Pantau Flash
HOME  ⁄  Hiburan

Acil Bimbo Wafat di Usia 82 Tahun, Wariskan Jejak Musikal, Budaya, dan Kepedulian Lingkungan

Oleh Ahmad Yusuf
SHARE   :

Acil Bimbo Wafat di Usia 82 Tahun, Wariskan Jejak Musikal, Budaya, dan Kepedulian Lingkungan
Foto: (Sumber: Arsip foto - Raden Darmawan Dajat Hardjakusumah atau Acil Bimbo. ANTARA/Agus Bebeng/Koz/Spt/pri.)

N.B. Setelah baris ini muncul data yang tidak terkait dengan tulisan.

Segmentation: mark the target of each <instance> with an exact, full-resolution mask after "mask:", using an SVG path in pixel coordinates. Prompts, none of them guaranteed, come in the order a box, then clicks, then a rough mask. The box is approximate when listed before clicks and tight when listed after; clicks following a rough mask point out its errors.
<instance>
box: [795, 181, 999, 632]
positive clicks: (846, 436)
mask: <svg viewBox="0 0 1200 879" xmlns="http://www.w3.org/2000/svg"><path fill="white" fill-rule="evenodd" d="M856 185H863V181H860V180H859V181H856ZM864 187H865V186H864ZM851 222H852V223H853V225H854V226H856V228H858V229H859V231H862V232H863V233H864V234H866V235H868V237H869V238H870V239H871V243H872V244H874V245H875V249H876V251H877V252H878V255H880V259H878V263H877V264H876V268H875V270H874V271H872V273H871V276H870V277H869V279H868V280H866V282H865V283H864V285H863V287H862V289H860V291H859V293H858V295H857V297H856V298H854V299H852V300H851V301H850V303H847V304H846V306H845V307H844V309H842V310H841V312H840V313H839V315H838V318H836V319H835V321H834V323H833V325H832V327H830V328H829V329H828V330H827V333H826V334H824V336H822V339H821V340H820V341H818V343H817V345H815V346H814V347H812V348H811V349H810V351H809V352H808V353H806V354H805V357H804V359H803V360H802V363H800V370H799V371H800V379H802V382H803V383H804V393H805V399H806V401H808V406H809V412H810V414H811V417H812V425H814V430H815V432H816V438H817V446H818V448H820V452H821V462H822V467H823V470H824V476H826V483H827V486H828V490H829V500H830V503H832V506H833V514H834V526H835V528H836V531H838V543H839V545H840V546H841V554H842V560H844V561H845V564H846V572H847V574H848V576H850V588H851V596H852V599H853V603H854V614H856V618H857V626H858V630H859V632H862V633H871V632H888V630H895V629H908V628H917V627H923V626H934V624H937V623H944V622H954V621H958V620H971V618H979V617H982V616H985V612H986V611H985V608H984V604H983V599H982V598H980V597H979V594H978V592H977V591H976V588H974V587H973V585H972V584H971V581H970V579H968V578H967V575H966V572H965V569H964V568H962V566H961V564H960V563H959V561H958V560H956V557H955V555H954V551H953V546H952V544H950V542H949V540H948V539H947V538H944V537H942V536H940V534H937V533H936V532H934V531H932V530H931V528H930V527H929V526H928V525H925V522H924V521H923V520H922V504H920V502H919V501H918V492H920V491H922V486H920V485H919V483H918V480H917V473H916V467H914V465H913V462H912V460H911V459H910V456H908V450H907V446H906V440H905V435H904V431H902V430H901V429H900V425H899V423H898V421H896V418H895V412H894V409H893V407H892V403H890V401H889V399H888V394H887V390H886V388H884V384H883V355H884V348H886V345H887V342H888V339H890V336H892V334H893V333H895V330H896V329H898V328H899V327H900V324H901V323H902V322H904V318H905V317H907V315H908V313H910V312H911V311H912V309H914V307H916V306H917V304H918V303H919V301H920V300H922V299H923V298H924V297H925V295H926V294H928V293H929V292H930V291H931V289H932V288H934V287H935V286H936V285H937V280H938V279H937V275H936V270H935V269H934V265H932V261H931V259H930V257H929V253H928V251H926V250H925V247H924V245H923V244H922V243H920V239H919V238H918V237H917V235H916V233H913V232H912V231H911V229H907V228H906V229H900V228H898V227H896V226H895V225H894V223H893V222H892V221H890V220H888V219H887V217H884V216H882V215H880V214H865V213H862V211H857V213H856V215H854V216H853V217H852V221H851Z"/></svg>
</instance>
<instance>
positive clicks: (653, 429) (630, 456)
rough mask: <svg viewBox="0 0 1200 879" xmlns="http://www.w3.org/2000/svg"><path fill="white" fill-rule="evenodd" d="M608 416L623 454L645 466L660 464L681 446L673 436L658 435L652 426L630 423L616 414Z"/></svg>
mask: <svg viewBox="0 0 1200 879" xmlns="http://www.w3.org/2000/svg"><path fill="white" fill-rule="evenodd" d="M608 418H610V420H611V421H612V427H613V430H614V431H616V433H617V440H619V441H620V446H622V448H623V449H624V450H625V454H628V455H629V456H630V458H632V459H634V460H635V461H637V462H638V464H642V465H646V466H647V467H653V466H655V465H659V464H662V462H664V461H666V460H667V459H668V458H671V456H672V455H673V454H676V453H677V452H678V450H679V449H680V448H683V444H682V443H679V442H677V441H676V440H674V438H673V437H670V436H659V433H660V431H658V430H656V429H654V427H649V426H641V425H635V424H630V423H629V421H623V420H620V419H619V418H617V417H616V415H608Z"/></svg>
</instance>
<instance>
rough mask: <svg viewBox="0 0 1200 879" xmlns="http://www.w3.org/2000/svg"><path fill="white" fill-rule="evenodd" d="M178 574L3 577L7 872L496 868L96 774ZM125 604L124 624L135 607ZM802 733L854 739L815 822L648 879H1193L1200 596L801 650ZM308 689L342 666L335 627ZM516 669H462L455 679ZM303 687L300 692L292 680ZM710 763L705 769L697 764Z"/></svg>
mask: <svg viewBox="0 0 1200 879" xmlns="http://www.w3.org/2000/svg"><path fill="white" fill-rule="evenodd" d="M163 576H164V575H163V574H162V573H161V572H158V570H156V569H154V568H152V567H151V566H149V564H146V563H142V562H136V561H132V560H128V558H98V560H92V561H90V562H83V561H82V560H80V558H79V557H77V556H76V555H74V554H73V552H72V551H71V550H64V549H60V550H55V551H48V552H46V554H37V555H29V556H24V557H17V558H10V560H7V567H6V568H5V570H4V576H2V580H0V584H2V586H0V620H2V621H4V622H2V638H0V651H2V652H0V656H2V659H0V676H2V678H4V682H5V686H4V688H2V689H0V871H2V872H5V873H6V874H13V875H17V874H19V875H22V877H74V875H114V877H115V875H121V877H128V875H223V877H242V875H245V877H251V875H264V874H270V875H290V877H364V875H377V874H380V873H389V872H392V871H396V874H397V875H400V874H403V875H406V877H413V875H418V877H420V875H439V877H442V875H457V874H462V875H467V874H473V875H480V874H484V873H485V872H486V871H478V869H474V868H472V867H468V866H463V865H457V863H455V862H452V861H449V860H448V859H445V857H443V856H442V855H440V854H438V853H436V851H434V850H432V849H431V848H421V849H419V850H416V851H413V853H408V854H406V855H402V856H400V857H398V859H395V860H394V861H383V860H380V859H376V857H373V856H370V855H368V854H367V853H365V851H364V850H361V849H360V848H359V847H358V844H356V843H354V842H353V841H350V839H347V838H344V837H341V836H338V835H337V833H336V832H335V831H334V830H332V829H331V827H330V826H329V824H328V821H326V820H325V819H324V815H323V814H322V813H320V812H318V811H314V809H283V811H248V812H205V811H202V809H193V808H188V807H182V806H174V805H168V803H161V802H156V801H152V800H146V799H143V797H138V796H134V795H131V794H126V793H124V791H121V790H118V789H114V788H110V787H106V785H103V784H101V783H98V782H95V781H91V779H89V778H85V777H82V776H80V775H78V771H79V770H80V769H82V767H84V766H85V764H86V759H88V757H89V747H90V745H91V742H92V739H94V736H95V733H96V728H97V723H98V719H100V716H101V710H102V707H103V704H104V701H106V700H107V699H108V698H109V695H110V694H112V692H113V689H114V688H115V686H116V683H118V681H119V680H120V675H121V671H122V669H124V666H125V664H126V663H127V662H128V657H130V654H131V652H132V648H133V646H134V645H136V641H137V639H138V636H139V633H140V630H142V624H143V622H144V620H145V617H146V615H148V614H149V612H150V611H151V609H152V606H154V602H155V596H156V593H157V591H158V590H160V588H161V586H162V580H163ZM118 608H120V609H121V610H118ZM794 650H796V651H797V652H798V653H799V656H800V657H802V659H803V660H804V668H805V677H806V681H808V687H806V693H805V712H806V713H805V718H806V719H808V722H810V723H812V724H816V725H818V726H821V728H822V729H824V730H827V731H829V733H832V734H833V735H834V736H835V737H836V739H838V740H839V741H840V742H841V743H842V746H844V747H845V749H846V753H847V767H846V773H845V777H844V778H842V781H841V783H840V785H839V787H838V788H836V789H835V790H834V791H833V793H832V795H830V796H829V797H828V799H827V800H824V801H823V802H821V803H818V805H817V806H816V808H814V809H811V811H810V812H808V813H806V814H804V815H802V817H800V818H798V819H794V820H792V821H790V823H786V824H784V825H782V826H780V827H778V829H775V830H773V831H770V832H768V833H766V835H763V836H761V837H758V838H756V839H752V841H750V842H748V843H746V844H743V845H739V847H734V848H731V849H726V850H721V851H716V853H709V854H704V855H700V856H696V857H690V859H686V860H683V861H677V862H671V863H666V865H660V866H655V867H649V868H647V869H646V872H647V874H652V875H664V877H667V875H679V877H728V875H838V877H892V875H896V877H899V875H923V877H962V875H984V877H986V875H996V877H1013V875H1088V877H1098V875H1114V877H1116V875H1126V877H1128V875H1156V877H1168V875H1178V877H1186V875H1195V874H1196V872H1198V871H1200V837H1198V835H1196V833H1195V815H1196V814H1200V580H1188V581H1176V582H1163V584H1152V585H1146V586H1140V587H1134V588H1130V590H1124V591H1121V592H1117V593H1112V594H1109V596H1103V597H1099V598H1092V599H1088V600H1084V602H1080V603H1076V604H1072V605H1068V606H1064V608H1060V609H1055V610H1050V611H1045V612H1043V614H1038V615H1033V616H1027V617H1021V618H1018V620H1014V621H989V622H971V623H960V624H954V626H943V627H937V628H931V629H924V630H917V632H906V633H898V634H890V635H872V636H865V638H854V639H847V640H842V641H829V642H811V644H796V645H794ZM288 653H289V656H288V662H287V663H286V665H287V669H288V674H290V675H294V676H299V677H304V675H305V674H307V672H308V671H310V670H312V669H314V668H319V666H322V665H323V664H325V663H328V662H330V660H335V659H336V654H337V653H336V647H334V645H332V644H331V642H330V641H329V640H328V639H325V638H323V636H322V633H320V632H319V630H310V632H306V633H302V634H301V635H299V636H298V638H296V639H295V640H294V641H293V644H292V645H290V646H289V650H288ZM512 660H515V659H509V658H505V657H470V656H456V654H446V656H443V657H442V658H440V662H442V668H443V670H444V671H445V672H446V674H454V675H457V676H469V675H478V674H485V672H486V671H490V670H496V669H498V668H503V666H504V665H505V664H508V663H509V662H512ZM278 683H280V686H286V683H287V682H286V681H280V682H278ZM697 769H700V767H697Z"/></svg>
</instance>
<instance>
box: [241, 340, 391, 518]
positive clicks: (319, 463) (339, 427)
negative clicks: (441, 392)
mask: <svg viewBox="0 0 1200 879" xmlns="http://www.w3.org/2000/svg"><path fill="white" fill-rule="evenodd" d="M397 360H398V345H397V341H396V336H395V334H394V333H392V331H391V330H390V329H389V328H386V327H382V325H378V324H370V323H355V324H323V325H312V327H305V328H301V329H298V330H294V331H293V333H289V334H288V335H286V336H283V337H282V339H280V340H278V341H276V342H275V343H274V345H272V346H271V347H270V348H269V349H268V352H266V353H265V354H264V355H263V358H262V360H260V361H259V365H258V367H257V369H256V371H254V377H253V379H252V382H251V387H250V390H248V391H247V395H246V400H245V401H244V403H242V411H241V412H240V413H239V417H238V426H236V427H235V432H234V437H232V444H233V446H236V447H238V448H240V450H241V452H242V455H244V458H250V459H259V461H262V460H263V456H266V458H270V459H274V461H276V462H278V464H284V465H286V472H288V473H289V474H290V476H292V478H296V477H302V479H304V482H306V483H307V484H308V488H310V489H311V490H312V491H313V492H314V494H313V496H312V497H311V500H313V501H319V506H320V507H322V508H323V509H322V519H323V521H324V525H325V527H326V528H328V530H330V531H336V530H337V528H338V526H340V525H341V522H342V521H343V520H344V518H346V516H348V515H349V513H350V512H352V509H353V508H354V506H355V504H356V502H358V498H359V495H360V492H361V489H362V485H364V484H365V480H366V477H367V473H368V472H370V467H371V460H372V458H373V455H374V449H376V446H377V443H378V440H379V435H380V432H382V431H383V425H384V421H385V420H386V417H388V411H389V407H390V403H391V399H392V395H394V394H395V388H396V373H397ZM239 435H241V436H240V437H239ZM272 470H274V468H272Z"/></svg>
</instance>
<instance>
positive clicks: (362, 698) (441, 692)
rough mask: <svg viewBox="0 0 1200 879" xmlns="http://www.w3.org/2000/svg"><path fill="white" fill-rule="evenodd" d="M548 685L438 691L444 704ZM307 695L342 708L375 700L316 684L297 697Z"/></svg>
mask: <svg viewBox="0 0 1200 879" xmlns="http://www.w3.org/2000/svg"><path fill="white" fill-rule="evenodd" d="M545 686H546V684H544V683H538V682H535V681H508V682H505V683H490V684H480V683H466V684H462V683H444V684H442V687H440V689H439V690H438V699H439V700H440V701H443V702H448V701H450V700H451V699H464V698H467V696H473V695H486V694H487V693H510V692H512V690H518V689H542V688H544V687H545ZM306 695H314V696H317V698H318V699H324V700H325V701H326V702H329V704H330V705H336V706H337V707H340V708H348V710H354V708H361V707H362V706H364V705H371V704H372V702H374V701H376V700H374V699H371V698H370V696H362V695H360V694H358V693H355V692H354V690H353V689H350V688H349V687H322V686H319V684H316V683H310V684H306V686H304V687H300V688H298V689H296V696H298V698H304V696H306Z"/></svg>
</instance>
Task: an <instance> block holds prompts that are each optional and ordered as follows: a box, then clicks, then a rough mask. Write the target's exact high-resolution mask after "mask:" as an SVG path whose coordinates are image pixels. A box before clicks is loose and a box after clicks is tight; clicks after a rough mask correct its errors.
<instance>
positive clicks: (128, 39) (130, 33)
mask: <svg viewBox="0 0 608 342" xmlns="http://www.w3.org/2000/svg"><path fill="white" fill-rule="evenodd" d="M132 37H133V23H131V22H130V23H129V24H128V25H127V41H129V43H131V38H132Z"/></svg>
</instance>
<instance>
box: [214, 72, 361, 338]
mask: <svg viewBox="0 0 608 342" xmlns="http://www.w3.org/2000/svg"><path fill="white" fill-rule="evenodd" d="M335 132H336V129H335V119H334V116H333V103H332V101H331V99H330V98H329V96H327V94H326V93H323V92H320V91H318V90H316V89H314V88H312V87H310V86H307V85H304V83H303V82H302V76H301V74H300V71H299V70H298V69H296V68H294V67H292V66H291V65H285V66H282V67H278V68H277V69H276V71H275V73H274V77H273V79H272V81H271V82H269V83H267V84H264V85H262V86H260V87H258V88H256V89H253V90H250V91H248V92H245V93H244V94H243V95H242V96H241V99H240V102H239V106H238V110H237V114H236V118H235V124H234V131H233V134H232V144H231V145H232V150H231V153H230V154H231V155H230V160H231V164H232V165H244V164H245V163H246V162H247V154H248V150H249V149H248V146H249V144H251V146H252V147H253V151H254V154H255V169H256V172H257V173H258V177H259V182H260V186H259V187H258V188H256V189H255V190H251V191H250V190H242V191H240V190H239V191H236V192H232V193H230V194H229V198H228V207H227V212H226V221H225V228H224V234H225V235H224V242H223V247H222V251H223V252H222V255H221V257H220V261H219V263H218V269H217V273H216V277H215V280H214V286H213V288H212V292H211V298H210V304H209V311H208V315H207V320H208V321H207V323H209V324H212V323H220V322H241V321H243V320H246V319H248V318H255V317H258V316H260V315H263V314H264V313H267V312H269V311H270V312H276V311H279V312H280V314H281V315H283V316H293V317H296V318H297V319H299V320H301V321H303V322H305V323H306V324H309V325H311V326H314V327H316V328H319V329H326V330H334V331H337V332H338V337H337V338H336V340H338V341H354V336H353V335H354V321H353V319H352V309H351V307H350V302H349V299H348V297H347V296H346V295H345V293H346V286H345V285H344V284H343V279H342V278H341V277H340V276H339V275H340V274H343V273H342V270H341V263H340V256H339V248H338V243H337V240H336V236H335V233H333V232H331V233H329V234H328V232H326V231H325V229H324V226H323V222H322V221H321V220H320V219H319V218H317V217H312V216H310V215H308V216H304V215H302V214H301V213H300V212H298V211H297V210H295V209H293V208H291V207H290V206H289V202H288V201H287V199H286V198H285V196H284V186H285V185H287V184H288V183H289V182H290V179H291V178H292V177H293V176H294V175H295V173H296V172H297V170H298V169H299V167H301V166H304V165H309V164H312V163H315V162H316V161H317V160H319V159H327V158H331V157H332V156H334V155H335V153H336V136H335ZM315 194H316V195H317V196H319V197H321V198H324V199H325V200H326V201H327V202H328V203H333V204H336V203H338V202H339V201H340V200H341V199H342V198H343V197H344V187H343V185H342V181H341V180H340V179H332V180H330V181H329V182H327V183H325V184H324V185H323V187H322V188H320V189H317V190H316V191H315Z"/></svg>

Pantau - Raden Darmawan Dajat Hardjakusumah atau Acil Bimbo meninggal dunia pada Senin (1/9) pukul 22.22 WIB di Rumah Sakit Hasan Sadikin (RSHS) Bandung, dalam usia 82 tahun.

Kabar duka tersebut menyebar melalui berbagai platform, termasuk WhatsApp Group dengan pesan doa dan belasungkawa untuk almarhum yang telah berpulang ke hadirat Ilahi.

Jenazah disemayamkan di rumah duka Jalan Biologi Nomor 4, Bandung, Jawa Barat.

Jejak Musikal: Dari Bimbo hingga “Corona”

Acil Bimbo dikenal luas sebagai salah satu pendiri dan vokalis utama grup musik legendaris Bimbo yang berdiri sejak tahun 1966.

Bersama saudara-saudaranya Sam Bimbo, Jaka Bimbo, dan Iin Parlina, Acil memperkenalkan lagu-lagu yang sarat makna religius, cinta, dan sosial.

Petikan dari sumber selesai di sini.